(Updated on 18 May 2024)

 

Introduction

Jean Zay is a supercomputer converged platform acquired by the French Ministry of Higher Education, Research and Innovation through the intermediary of the French civil company, GENCI (Grand Equipement National De Calcul Intensif). More history of Jean Zay platform can be found here.

Jean Zay offers the possibility to extend the classic usage modes of high performance computing to new usages in artificial intelligence (AI). Jean Zay might be a great alternative to Creatis’s own cluster if you intend to run multiple codes at once to prevent the overload of the cluster. All CPU, GPU, and software configurations of Jean Zay are detailed here.

 

Jean Zay account application

Usually, all members of Creatis are eligible to apply their own Jean Zay’s account. Before getting too excited about the application, it is important to know that there are two types of access:

  1. Dynamic Access (AD):
    • If your desired number of hours for CPU or GPU ≤ 50,000
    • Requests for resources may be made throughout the year and are renewable
  2. Regular Access (AR):
    • If your desired number of hours for CPU or GPU > 50,000
    • Application is only open at a specific time

More information about Dynamic Access and Regular Access can be found here. Only procedures to apply Dynamic Access for GPU resources will be detailed in this guide. For other purposes, please contact Thomas Baudier.

Request for resources

The first thing to do is to create an account on eDARI. After logging in with your created account, you can request for resources and create your project by clicking on “Créer ou renouveler un dossier de demande d’heures” in the Demande de ressources tab. If you wish to collaborate on a project, you can attach to a project created by one of your collaborators by clicking on “Se rattacher à un dossier ayant obtenu des ressources” in the Demande de compte sur les calculateurs tab and then entering the project number.
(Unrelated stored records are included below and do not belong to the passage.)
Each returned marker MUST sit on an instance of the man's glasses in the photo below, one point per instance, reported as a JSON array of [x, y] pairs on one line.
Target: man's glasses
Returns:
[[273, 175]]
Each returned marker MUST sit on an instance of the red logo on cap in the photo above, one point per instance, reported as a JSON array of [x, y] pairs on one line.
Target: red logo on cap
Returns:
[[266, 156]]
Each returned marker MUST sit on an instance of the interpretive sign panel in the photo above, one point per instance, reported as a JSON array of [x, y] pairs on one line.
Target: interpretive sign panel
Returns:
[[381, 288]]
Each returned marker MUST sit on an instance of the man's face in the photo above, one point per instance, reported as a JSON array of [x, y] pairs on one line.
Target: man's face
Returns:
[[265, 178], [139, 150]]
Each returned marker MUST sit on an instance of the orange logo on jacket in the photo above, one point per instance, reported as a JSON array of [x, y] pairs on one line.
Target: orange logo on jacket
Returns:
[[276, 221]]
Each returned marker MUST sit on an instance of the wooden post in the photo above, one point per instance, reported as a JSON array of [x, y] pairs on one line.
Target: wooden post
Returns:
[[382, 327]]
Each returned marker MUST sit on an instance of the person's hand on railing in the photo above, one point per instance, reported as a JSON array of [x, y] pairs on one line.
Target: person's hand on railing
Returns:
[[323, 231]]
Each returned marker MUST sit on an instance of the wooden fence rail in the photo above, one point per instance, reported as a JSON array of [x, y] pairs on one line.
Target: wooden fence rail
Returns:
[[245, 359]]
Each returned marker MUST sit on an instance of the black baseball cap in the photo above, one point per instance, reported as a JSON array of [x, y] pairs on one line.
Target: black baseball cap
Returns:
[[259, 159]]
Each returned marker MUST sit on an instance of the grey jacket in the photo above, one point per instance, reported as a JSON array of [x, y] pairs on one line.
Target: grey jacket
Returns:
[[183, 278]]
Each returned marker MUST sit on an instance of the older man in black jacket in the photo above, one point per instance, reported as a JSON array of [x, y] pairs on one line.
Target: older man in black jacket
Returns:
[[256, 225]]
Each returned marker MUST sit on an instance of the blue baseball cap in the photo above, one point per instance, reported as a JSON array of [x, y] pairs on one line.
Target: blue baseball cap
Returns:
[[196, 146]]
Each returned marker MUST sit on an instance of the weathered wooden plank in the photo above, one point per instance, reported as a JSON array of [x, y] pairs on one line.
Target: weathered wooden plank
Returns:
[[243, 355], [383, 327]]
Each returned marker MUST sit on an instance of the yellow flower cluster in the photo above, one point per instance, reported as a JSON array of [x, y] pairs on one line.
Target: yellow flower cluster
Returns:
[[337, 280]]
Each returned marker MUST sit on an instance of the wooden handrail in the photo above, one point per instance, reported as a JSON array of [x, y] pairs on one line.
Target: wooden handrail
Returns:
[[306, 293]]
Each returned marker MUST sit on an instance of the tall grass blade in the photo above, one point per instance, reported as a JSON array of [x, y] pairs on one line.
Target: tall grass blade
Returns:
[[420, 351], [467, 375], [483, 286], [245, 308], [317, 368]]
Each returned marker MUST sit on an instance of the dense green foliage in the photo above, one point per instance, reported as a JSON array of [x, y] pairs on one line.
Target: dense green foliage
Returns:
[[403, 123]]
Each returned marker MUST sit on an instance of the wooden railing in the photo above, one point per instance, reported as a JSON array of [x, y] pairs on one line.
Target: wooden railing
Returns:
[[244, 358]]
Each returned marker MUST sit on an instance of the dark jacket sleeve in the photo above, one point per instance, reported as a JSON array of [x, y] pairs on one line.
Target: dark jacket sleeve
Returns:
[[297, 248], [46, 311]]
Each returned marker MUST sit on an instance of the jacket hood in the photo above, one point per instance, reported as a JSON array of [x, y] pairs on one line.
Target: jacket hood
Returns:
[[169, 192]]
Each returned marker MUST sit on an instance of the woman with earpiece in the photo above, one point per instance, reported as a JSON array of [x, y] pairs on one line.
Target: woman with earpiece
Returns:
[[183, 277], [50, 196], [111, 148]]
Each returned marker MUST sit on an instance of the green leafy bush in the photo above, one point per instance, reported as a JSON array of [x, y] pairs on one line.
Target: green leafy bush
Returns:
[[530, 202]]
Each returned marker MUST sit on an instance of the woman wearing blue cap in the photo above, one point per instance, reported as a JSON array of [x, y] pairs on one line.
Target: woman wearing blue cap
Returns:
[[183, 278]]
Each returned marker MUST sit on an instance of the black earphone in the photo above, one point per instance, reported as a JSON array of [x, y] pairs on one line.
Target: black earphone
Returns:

In the form you have to describe your project, the type of data you use, the resources you plan to request etc. A project proposal is needed if you request more than 10k GPU hours. Again, the Correspondant technique is Fabrice BELLET.

⚠️ Don’t forget to validate your information by clicking on click on “Valider la saisie des informations”! project-validate

Request for an account on calculators

The next step is to apply for an account to use on the supercomputers. This can only be done after your project (or your collaborator’s project) has been validated and you have attached yourself to it. To do this, click on “Se rattacher à un dossier ayant obtenu des ressources” and enter your project number. Then, you can request for your account by clicking on “Faire une demande d’ouverture de compte ou consulter le statut de votre demande d’ouverture de compte” in the Demande de compte sur les calculateurs tab.

It is quite simple to fill the application form. Most of the time, the details of Creatis lab are pre-filled when you select Creatis in the Research Lab section. Some important information is included below just in case:

  1. Directeur du laboratoire
    • M. BEUF Olivier
    • olivier.beuf@creatis.insa-lyon.fr
  2. Responsable sécurité de l’utilisateur
    • M. BELLET Fabrice
    • fabrice.bellet@creatis.insa-lyon.fr
    • 0472436142
  3. Adresse IP (Internet Protocol) de connexion & FQDN (Fully Qualified Domain Name)
    • 195.220.108.5 (If you have a laptop) & tux.creatis.insa-lyon.fr
    • Use this to get your IP address and FQDN if you have a desktop PC
    • It is recommended to use tux’s IP address even if you own a desktop PC so that you can access to Jean Zay everywhere via tux

You will also need to enter 8 characters of your password, which you will use later to log in to the supercomputer.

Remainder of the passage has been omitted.